A compiler and interpreter written in Racket that targets x86-64 native machine code, built across three progressively complex project stages and a final project for my undergraduate compilers course (CMSC430) at the University of Maryland. The largest project compiler (Knock+) supports 10 data types, 33 primitive operations, pattern matching, function definitions, heap allocation, and a C runtime for I/O. The final project (Iniquity+) is a separate sublanguage that extends the function system with variadic arguments, case-lambda dispatch, and apply.
Compilation Pipeline
The compiler transforms Racket source code into native executables through a multi-stage pipeline. S-expressions are parsed into an abstract syntax tree, which is then lowered to x86-64 assembly instructions using the a86 DSL. The assembled output is linked with a C runtime that provides heap initialization, byte-level I/O, and formatted value printing.
Compiler Evolution
The project was built incrementally across three stages (Projects 3-5), each introducing significant new capabilities while maintaining backwards compatibility with all previous features. The codebase grew from 454 lines to 2,783 lines of Racket and C combined. The final project (Iniquity+) is a separate sublanguage based on the course’s Iniquity language rather than a direct extension of Knock+.

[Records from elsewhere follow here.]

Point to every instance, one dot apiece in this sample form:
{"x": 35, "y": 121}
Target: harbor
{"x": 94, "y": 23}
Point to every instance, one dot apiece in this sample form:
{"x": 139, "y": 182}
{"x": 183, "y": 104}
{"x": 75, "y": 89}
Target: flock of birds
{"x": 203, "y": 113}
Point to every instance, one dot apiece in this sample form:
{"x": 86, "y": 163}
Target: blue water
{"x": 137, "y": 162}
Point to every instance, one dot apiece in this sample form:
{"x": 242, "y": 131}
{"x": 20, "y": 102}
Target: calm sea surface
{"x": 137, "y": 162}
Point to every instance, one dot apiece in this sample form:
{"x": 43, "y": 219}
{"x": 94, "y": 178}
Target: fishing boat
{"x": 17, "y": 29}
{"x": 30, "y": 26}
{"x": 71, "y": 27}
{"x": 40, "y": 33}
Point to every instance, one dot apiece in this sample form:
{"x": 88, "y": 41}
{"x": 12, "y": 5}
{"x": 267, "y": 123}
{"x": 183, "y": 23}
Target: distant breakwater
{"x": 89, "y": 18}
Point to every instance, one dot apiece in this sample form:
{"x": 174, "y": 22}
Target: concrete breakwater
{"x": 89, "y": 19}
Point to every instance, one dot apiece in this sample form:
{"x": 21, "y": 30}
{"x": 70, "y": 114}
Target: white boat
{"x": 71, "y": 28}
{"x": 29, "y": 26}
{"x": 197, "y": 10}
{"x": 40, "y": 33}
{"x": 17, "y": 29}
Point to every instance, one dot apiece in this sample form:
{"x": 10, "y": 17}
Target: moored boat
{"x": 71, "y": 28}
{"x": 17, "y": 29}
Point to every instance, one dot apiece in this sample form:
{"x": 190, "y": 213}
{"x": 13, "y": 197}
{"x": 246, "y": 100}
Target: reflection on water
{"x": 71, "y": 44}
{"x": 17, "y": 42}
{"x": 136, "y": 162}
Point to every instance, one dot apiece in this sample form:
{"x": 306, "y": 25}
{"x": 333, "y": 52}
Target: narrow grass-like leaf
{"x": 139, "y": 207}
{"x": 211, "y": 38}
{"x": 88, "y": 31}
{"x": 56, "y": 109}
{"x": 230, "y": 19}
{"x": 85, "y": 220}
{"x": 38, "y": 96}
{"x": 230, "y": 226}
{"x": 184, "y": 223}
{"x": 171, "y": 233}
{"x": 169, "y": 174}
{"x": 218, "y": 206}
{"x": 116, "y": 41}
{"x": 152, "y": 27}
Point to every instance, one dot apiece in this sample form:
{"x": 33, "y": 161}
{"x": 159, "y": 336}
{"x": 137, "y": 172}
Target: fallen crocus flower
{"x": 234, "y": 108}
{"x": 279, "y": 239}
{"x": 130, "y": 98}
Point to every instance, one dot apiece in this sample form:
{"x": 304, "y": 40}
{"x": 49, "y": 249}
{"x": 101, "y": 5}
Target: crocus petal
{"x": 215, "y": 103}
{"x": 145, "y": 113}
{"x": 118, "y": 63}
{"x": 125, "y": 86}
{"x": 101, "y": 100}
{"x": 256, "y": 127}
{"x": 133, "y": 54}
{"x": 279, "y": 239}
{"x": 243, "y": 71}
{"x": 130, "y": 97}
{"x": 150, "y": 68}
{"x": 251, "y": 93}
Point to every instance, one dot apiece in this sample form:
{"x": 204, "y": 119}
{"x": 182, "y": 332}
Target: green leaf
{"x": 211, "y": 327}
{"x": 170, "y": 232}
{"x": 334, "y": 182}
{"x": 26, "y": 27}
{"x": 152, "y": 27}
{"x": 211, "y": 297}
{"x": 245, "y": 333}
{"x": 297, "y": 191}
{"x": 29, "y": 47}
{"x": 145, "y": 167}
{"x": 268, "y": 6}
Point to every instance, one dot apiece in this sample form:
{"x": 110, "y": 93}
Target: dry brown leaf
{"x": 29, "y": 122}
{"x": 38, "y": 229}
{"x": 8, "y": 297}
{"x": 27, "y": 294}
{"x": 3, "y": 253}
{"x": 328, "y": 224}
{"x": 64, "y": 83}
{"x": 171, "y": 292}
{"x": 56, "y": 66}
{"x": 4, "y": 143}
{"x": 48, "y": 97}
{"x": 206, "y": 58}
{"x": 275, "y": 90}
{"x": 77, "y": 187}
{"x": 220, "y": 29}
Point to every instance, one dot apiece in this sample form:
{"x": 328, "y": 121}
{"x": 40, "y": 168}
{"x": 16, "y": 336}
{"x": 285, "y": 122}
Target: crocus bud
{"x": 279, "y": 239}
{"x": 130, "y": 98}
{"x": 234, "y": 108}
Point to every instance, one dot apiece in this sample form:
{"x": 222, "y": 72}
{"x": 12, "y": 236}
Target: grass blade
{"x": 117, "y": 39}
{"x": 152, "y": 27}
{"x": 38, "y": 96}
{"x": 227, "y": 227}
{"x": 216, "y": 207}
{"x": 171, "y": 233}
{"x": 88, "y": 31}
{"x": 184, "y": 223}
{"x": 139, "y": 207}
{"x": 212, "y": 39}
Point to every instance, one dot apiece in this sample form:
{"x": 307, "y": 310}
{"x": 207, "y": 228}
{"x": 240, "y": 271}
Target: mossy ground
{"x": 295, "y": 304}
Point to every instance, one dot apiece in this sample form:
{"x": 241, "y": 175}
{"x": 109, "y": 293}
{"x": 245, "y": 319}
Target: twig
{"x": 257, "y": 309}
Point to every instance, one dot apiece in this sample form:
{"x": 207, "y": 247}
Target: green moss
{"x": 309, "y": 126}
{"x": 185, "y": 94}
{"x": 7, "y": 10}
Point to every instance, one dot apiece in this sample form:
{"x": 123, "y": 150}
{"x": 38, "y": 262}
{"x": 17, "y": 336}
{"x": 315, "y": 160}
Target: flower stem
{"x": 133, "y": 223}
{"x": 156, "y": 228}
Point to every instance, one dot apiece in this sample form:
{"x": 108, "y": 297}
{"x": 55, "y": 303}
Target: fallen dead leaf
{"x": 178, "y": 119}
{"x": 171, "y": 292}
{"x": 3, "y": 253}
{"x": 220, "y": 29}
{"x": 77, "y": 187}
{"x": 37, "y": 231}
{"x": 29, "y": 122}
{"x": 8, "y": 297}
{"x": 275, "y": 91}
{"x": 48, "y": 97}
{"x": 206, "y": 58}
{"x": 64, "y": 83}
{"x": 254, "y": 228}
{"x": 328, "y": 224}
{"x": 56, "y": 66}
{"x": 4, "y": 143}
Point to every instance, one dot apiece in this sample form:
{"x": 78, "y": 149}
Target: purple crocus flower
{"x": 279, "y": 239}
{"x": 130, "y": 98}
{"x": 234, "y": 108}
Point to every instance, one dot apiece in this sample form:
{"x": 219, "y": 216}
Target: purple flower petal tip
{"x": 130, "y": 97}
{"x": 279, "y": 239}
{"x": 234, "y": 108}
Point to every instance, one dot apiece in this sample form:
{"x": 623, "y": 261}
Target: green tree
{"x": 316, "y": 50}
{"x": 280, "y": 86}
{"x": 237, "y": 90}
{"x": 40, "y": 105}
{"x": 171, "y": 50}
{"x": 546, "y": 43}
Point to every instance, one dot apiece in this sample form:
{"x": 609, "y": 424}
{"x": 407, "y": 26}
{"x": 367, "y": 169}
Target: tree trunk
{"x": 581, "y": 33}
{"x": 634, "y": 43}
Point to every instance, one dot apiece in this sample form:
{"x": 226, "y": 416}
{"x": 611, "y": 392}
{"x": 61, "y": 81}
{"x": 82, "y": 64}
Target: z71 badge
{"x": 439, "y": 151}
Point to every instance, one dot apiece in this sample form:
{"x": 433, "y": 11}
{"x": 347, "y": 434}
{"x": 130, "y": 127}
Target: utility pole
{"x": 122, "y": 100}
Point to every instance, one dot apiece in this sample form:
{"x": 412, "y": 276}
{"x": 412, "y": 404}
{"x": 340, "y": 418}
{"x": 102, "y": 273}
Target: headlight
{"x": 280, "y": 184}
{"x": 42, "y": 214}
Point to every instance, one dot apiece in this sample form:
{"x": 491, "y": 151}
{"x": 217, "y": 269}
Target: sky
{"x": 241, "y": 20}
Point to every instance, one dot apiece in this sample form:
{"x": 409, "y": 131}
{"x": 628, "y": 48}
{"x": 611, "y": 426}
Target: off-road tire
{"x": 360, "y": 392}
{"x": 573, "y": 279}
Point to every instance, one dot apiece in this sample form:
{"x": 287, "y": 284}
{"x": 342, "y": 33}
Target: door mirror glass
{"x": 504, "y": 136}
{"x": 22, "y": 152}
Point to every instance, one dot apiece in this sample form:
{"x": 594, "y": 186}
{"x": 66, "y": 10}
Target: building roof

Dupe+ introduced the foundation: integer and boolean literals, unary primitives (add1, sub1, zero?, abs, not, negation), and conditional expressions including if, cond, and case.
Fraud+ added state and environment management: local variable bindings via let and let*, multi-argument functions, binary arithmetic (+, -, <, =), n-ary operations, character and I/O support (read-byte, write-byte, peek-byte), and begin for sequencing side effects. This stage introduced the compilation environment (CEnv) for tracking variable positions on the stack.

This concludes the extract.